Model parameters doesn't change when training

Can_Nguyen · December 10, 2022, 5:02am

Hey guys,

I’m working with a simple model which has to train 1 value only, named self.my_weights in my below code. The only new thing in my experiment is that I have to round that value when forwarding the input.

In my observation, that value doesn’t change anything when training. Assume the loss function is working. Does my “rounding values” action make that tensor un-trainable? Do I have any wrong implementations?
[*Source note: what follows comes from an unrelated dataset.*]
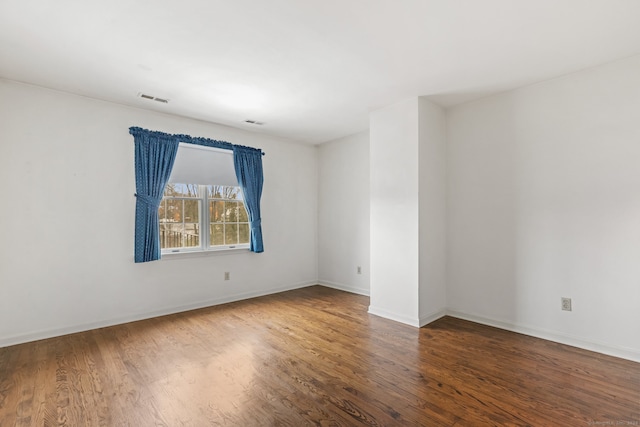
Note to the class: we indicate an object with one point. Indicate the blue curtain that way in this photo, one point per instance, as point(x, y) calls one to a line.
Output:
point(155, 154)
point(248, 165)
Pls help!

This is an example of my network:

class MyModel(nn.Module):

    def __init__(self):
        super(MyModel, self).__init__()
        self.backbone = MobileNetv3(pretrain=True)  #This self.backbone's weights are frozen when training
        self.backbone.classifier = nn.Sequential()
        self.my_weights = nn.Parameter(torch.ones(1, requires_grad=True))

    def forward(self, input):
        feature = self.backbone(input)
        repeat_weights = torch.round(self.features_weights).to(torch.int64)

        final_features = feature.repeat(1, repeat_weights[0]))

        final_features = F.normalize(final_features, dim=1)
        return final_features

ptrblck · December 10, 2022, 5:09am

Yes, for two reasons:
Rounding a value will create a step function. While the output will still be attached to the computation graph, the gradient will be zero almost everywhere:

x = torch.linspace(0, 10, 1000)
y = torch.round(x)

plt.plot(x.numpy(), y.numpy())

Output:

Afterwards you are transforming the output to an integer type (torch.int64 in this case), which will explicitly detach the result from the computation graph since only floating point tensors are differentiable.

Can_Nguyen · December 10, 2022, 5:39am

Thanks @ptrblck for your magnificent explanation!

I’m working around to find a method to make it works. My purpose is to train a repeat value as the parameter for torch.repeat() function.

Unfortunately, torch.repeat() requires an int number for its parameter, and the self.my_weights in my code has to be float tensor to be trainable.

It seems to be unrealizable here!